Gurkhas and martial race: The connection

Gurkhas’ kits being inspected, First World War (Credit: Asian Center)

When we think of a physical appearance of the Gurkhas, we believe most of them as a robust and East-Asian looking smiling Nepalese men with an average height of 5’5 (feet’ inch), possibly armed with a khukuri. Precisely speaking, this is the general view of the Western people in regard to the physical appearance of Gurkhas. However, why some Nepalese are considered best to be Gurkhas whereas the others are not?

To dig the reason behind it, we have to go back no more than the 19th century – or more precisely, we have to follow the British Empire in the Indian continent. Of course, India, like almost any other countries, had a vast mass of unwarlike people whose hand had never put against others in combat. As to segregate the unmilitary race, recruitment in Britain’s imperial army had been mainly from a specific Indian caste, and this caste was recognised as martial races.

As ‘martial races’ these men were believed to possess a biological or cultural disposition to the racial and masculine qualities necessary for the arts of war. Within many, Scottish Highlanders, Nepalese Gurkhas and Punjabi Sikhs were few in the British Imperial Army in India. Much controversy and accusation, especially amongst the Indian people, was that, for them; the classification of the martial and non-martial race was based on the outcome of 1857 of the Indian Mutiny where loyal forces of British had been classified as ‘martial race’.

However, leaving the Indian politics aside and if we concentrate solely on Nepal; Nepal was divided into tribal or ethnic units, and a particular set of characteristics would be attributed to the whole people on the strength of often very causal personal observations when recruiting the Gurkhas. This principle of ‘martial race’ had been used meticulously, whereas the first recognised martial races were the surnames Gurung and Magar from the central part of Nepal, and later, Limbu and Rai surnames were recruited from the eastern part of Nepal. Also, Thakurs and Chettris were considered martial race to a certain extent.

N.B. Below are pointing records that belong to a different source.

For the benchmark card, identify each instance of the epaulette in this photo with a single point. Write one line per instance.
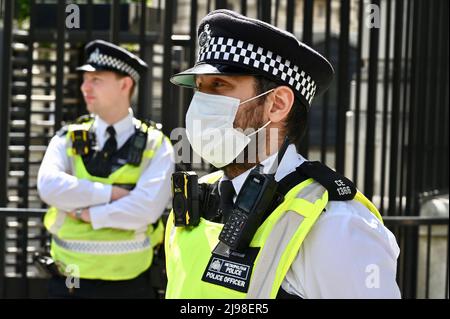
(84, 118)
(63, 131)
(339, 187)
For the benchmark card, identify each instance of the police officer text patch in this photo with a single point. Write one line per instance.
(231, 272)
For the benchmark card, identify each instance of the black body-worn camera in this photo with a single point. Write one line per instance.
(253, 201)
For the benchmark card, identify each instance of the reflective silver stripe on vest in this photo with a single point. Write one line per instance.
(265, 270)
(104, 247)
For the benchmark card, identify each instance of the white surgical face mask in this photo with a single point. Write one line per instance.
(209, 128)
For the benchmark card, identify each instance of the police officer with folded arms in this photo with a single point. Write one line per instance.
(107, 180)
(273, 225)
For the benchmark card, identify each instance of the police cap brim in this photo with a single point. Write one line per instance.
(187, 77)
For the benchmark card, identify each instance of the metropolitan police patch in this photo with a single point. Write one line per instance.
(204, 37)
(232, 272)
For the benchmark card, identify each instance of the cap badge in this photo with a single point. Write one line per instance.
(95, 55)
(205, 36)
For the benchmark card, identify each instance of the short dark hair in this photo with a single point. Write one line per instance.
(297, 119)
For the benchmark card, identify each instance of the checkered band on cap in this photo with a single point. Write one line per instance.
(227, 49)
(109, 61)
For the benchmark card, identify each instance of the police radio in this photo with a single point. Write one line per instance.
(185, 202)
(255, 198)
(253, 201)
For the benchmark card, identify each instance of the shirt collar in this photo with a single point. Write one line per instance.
(290, 161)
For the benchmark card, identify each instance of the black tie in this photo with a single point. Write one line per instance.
(226, 199)
(111, 144)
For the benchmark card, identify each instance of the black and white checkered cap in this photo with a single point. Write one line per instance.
(102, 55)
(230, 43)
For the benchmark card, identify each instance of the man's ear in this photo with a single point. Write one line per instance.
(283, 99)
(127, 83)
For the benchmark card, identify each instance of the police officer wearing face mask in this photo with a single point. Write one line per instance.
(107, 180)
(315, 236)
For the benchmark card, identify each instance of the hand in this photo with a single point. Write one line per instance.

Today, we can still see the influence of the regimental ethnic system in the British Gurkha infantry regiments such as with the First Royal Gurkha Rifles and Second Gurkha Rifles. The elimination of this system has been progressively taking place. However, when the British were in India, the 1st, 2nd, 3rd, 4th, 5th, 6th and 8th Gurkha Rifles consisted of Gurung and Magar surnames, the 7th and 10th Gurkha Rifles recruited were the Limbu and Rai surnames and the 9th Gurkha Rifles was from the Thakurs and Chettris surnames. The tradition of recruiting Chettris to this equal number is still carried in the Indian Gurkhas; however, it is practised in a much lesser degree in the British Gurkha.

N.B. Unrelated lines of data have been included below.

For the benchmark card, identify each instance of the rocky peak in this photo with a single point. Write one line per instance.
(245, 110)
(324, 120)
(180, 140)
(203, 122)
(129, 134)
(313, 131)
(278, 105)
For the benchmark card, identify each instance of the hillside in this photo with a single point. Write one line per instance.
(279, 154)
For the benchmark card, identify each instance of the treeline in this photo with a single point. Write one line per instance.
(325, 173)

From this historical standpoint, we can find out the connection between the Gurkhas and their martial race root. As you can see, it was the product of the British. Should you wish to inquire further whether the categorisation of certain Nepalese into the martial race worked effectively, you should look no further than the performance of Gurkhas in battlefields, especially in the First World War and the Second World War.